Il carattere simbolico della pietra come mezzo di espressione spirituale, e quindi umana, è presente con forti ricorrenze nel Vecchio, e soprattutto nel Nuovo Testamento, derivando motivi di ulteriore credibilità, e si potrebbe dire di popolarità, proprio dal mito, quasi a sottolinearne la costante presenza in una coscienza universale che prescinde da ogni limite di spazio e di tempo. La pietra che si muove sospinta dalla musica è un paradosso suggestivo, assimilabile a quello del suonatore di Hamelin (di cui alla nota favola del Trecento Germanico poi ripresa dai fratelli Grimm): anch’egli così bravo da snidare i topi dalle loro tane e da farli miseramente naufragare nel fiume con il solo ausilio del suo piffero, e con grande sollievo della salute pubblica, ma pur sempre a un livello inferiore rispetto ad Anfione, che faceva camminare cose inanimate, quali le pietre.

Nell’inconscio collettivo e nella compiuta coscienza culturale del popolo, il materiale lapideo, antico come nessun altro e parte costitutiva largamente maggioritaria della Terra e di altri pianeti, è in grado di parlare al cuore e alla mente con un linguaggio scabro ed essenziale, ma proprio per questo autentico. Del resto, come da ripetute testimonianze evangeliche, anche Cristo ricorre all’esempio della pietra in tante occasioni di predicazione e d’insegnamento, come nel celebre passo dell’adultera, o nella scultorea immagine della Chiesa intesa come pietra angolare, per non dire della macina da mulino da mettere al collo di chi scandalizza i bambini, per essere gettato finalmente a mare.

Quella della pietra è «vox media» che parla attraverso la forza ma non disgiunta dalla bellezza, come nel mito di Anfione, e sembra idonea ad avere un lungo avvenire: non è forse vero che il primo altare della storia, realizzato da Mosè come da narrazione biblica, era stato realizzato in pietra?

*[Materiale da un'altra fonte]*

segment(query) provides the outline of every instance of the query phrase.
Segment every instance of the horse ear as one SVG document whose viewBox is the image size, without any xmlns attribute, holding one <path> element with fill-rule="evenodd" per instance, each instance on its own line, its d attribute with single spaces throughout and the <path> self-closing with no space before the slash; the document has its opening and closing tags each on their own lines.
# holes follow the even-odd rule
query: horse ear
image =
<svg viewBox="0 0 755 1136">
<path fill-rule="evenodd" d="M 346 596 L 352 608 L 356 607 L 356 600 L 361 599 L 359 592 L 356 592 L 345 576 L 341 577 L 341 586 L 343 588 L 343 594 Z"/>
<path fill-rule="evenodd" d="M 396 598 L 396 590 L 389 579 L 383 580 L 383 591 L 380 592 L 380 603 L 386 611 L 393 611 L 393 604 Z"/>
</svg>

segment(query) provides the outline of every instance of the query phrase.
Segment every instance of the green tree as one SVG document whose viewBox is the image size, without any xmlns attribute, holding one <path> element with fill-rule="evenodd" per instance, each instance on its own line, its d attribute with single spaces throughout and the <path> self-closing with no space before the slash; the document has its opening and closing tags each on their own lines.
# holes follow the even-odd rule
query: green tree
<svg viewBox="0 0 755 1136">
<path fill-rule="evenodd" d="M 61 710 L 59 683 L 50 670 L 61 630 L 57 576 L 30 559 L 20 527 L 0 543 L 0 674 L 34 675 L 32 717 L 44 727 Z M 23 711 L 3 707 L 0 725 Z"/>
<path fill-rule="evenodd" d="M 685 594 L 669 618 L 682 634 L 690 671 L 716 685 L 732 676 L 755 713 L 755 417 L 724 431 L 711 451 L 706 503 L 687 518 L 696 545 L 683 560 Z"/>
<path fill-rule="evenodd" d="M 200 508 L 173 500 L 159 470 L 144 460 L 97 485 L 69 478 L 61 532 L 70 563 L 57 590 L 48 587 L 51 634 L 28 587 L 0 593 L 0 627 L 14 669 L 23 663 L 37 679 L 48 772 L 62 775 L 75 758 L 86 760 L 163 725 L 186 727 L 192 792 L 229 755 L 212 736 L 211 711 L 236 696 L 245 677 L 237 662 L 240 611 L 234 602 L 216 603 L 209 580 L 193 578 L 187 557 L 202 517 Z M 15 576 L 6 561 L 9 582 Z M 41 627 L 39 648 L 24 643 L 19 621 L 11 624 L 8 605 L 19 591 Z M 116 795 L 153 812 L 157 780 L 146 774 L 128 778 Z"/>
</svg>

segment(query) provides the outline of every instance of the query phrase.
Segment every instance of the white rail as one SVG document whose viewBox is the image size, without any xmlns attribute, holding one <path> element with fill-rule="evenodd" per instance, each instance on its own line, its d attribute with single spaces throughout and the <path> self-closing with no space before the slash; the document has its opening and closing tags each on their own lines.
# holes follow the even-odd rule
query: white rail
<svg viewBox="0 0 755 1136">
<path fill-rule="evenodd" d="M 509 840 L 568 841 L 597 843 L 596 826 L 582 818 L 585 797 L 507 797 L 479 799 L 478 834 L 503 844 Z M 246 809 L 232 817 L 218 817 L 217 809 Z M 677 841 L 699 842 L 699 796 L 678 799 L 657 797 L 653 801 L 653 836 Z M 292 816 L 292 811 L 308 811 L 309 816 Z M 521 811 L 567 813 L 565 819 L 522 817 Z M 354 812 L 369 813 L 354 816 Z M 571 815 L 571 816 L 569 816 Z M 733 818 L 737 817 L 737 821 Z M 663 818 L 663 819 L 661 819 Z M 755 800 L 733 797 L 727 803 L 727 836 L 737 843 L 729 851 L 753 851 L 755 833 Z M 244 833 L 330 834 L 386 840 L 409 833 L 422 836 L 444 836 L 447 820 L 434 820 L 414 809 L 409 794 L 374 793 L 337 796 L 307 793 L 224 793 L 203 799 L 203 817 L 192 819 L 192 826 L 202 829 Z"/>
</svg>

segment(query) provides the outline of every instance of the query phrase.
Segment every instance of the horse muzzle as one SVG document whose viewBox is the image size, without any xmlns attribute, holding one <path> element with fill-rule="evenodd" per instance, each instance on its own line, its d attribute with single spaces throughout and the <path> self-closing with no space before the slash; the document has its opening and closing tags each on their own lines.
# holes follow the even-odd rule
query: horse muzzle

Non è forse vero che nel Rinascimento Italiano l’Abate Agostino Del Riccio volle dimostrare come le statue di marmo abbiano un’anima, tanto che Goethe, due secoli dopo, ha completato il concetto evidenziando che le pietre antiche si devono ammirare e ascoltare in quanto testimoni di storia? Non è forse vero che il Comune di Firenze, durante il secondo dopoguerra, decise – con provvedimento d’emergenza – di riaprire momentaneamente le vecchissime cave situate nel Giardino di Boboli per estrarne il pietrame destinato alla ricostruzione dei ponti sull’Arno o alle tombe provvisorie che la «pietas» cittadina aveva allocato nel Parco dei Semplici? Poi, è altrettanto vero che un operaio e poeta del marmo, sensibile all’arte e al richiamo della Musa non meno che al ruolo sociale del settore, sostenne nella medesima epoca come i cavatori delle Alpi Apuane – e non solo quelli – siano «creditori di anima agli occhi del mondo» (Luciano Casella, Umanità e cultura dei cavatori apuani, La Nuova Europa Editrice, Carrara 1950).

A questi esempi di varia natura, contraddistinti da un valore comune come quello di valori culturali e spirituali promossi dalla pietra, tanti altri potrebbero essere aggiunti, ma non è questo il punto. Caso mai, basti sottolineare, come è stato dimostrato da Stefano Zecchi, il noto filosofo contemporaneo, che il buono e il bello sono in grado di coesistere alacremente e costruttivamente in una sinergia che – aggiungiamo noi – trova momenti di particolare significato proprio nella pietra e per mezzo della pietra, con rinnovati impegni alla riflessione per uomini e donne di buona volontà.